VIENNA (AP) — Key OPEC oil ministers expressed preference Thursday for extending crude output cuts until the end of next year, strengthening expectations that the oil cartel will decide to continue pumping less oil for more dollars.
Benchmark crude prices are now close to $60 a barrel, up almost 20 percent since a year ago, when the Organization of the Petroleum Exporting Countries and their non-OPEC partners agreed to reduce supply by a daily 1.8 million barrels to push up prices.
Even bitter rivals Saudi Arabia and Iran appeared on the same page going into Thursday's meeting.
"My preference is to go for a 9-month extension," Khalid Al-Falih of Saudi Arabia told reporters, while Bijan Namdar Zanganeh, his Iranian counterpart, said the meeting will "reach agreement about rolling over" the supply cuts.

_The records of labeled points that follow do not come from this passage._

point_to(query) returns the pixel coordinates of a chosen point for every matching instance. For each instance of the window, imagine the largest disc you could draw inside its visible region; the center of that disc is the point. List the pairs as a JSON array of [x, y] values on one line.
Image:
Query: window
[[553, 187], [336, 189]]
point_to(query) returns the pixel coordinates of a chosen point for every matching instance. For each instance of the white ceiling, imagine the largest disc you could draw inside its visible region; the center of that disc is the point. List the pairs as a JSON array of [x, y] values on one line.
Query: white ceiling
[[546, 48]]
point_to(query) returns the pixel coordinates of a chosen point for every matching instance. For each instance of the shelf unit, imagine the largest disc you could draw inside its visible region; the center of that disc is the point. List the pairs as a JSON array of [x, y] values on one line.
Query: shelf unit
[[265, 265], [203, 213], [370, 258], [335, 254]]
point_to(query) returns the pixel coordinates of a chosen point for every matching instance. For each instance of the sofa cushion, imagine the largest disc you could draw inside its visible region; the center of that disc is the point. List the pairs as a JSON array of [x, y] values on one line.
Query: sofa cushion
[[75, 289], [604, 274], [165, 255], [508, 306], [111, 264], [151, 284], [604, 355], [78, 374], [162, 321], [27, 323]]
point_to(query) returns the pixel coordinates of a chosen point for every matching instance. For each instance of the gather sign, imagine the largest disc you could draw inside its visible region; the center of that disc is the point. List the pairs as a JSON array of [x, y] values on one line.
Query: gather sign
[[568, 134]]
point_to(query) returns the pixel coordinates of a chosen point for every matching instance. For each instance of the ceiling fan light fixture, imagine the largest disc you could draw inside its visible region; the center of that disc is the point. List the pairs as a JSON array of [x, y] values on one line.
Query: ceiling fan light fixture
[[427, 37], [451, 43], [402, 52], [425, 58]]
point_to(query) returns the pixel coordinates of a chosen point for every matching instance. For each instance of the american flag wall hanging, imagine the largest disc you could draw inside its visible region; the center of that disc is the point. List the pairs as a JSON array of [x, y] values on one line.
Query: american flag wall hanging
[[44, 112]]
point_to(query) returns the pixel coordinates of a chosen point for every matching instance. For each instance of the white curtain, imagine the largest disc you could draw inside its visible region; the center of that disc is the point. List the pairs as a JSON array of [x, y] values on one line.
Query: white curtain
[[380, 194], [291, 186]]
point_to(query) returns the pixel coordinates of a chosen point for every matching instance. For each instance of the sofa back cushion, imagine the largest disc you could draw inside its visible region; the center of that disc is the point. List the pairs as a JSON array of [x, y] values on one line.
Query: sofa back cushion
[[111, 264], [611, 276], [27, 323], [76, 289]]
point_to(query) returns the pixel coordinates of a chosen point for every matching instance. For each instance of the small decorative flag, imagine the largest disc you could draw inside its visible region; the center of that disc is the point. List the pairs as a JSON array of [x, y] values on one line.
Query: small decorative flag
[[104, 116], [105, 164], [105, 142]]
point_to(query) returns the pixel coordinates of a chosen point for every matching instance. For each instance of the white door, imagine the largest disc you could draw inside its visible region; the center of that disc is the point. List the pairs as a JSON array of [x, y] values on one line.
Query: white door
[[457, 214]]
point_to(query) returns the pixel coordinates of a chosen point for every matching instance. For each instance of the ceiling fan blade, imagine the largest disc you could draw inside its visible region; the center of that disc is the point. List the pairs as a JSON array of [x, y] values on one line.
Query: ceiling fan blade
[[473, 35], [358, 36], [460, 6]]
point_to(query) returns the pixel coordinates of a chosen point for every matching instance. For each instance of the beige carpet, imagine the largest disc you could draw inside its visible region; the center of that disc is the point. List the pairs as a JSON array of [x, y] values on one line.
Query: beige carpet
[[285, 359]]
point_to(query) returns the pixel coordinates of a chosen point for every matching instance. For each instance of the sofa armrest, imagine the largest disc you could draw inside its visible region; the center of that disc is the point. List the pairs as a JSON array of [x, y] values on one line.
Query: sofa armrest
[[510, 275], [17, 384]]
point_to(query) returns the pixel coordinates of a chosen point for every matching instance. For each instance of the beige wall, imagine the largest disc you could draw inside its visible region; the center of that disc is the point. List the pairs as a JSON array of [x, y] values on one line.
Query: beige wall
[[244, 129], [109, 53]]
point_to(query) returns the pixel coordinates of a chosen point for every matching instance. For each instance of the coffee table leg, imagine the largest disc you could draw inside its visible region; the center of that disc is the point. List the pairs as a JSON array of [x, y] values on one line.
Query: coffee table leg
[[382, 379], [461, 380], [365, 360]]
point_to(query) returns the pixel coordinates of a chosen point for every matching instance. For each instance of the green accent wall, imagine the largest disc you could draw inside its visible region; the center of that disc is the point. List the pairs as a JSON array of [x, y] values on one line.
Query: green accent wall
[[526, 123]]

Traditional tensions between the two nations have led to disarray in the past and have spiked in recent months, with their struggle for Middle East dominance potentially exacerbating different positions on oil.
The Saudis favor continued cuts, but Iran wants greater market share over the longer term as it claws back from the effect of more than a decade or sanctions that were lifted as part of its 2015 nuclear deal with six world powers. Now pumping below 4 million barrels a day, Iran has said it wants to add another 1 million barrels within three years.